Norma
24/03/2022

Resolução CMN N° 5.009

Estabelece normas para constituição, organização e funcionamento das sociedades corretoras de câmbio.

Resumo

Regra-base para corretoras de câmbio: objeto social exclusivo e autorização prévia do BCB.

✅ Sociedade deve ser S.A. ou Ltda., com “corretora de câmbio” na denominação

🔒 Administradores não podem atuar simultaneamente em mais de uma corretora

🚫 Vedações: sem crédito a clientes, sem aquisição de bens não de uso próprio, sem empréstimos (exceto para bens de uso)

🧾 Assistência ao cliente até a liquidação dos contratos

📌 Capital mínimo e limites de agências (arts. 6º, 7º e 8º) foram revogados por norma de 2025

⏳ Vigente desde 02/05/2022; revoga Res. 1.770/1990 e parte da Res. 2.099/1994

Escopo e aplicação As regras definem as condições para constituição, organização, disciplina, fiscalização e atividades das sociedades corretoras de câmbio.
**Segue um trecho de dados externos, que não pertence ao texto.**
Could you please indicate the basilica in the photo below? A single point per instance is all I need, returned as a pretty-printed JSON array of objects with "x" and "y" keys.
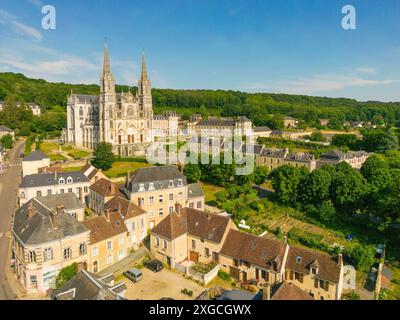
[{"x": 124, "y": 119}]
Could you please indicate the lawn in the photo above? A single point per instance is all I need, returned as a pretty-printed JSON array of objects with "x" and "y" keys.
[
  {"x": 75, "y": 153},
  {"x": 209, "y": 191},
  {"x": 119, "y": 169}
]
Aplica-se a instituições cujo objeto social seja exclusivamente a intermediação e a prática de operações no mercado de câmbio, conforme regulamentação vigente.

Constituição e autorização O funcionamento depende de autorização prévia do Banco Central do Brasil. A corretora deve ser constituída como sociedade anônima (S.A.) ou sociedade limitada (Ltda.), e a denominação social deve obrigatoriamente conter a expressão "corretora de câmbio".
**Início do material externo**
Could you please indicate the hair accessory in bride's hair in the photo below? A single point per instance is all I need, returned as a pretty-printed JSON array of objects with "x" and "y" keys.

Governança Administradores estão proibidos de participar, ao mesmo tempo, da administração de mais de uma sociedade corretora de câmbio autorizada a intermediar operações de câmbio.

Operação e conduta Na intermediação de operações de câmbio, as corretoras devem observar integralmente as condições e limites previstos na regulamentação vigente do mercado de câmbio.

Vedações operacionais (i) É vedada a concessão de financiamentos, empréstimos ou adiantamentos a clientes, sob qualquer forma (inclusive via cessão de direitos). (ii) É vedada a aquisição de bens não destinados ao uso próprio, salvo bens recebidos em liquidação de dívidas de difícil ou duvidosa solução, conforme regulamentação. (iii) É vedado obter empréstimos ou financiamentos junto a instituições financeiras, exceto quando vinculados à aquisição de bens para uso próprio.

Atendimento ao cliente A corretora deve prestar assistência aos contratantes das operações em que intervier, até a completa liquidação dos contratos.

Capital, agências e deduções ao patrimônio – situação atual Os antigos dispositivos sobre capital mínimo, limites de agências e deduções do patrimônio (arts. 6º, 7º e 8º) foram revogados pela Resolução Conjunta nº 14, de 3/11/2025. Na prática, deixaram de vigorar: (a) o capital mínimo/patrimônio líquido de R$350.000,00; (b) o limite de até 10 agências com acréscimos de capital (1%/2% por unidade, conforme UF); (c) as regras de dedução de participações do patrimônio para verificação de mínimos. As corretoras devem observar o novo arcabouço prudencial aplicável após essa revogação.

Vigência e revogações Vigente desde 2 de maio de 2022. Revoga a Resolução nº 1.770/1990 e o inciso VII do art. 1º do Regulamento anexo II da Resolução nº 2.099/1994.

Impactos práticos e ações de Compliance (1) Garantir que o estatuto/contrato social adote a forma S.A. ou Ltda. e inclua "corretora de câmbio" na denominação. (2) Validar conflito de interesse dos administradores (proibição de atuação simultânea em outra corretora). (3) Atualizar políticas e procedimentos para vedar operações de crédito a clientes, aquisição de bens não de uso próprio e tomada de empréstimos fora da exceção de bens de uso. (4) Formalizar a obrigação de assistência ao cliente até a liquidação dos contratos. (5) Revisar planejamento de capital e rede de agências à luz da Resolução Conjunta nº 14/2025, dado que os mínimos e limites anteriores foram revogados. (6) Se sua instituição reporta o DLI (documento 2062), considere que a IN BCB nº 295/2022 atualizou instruções de preenchimento com base, entre outros, na Resolução CMN nº 5.009.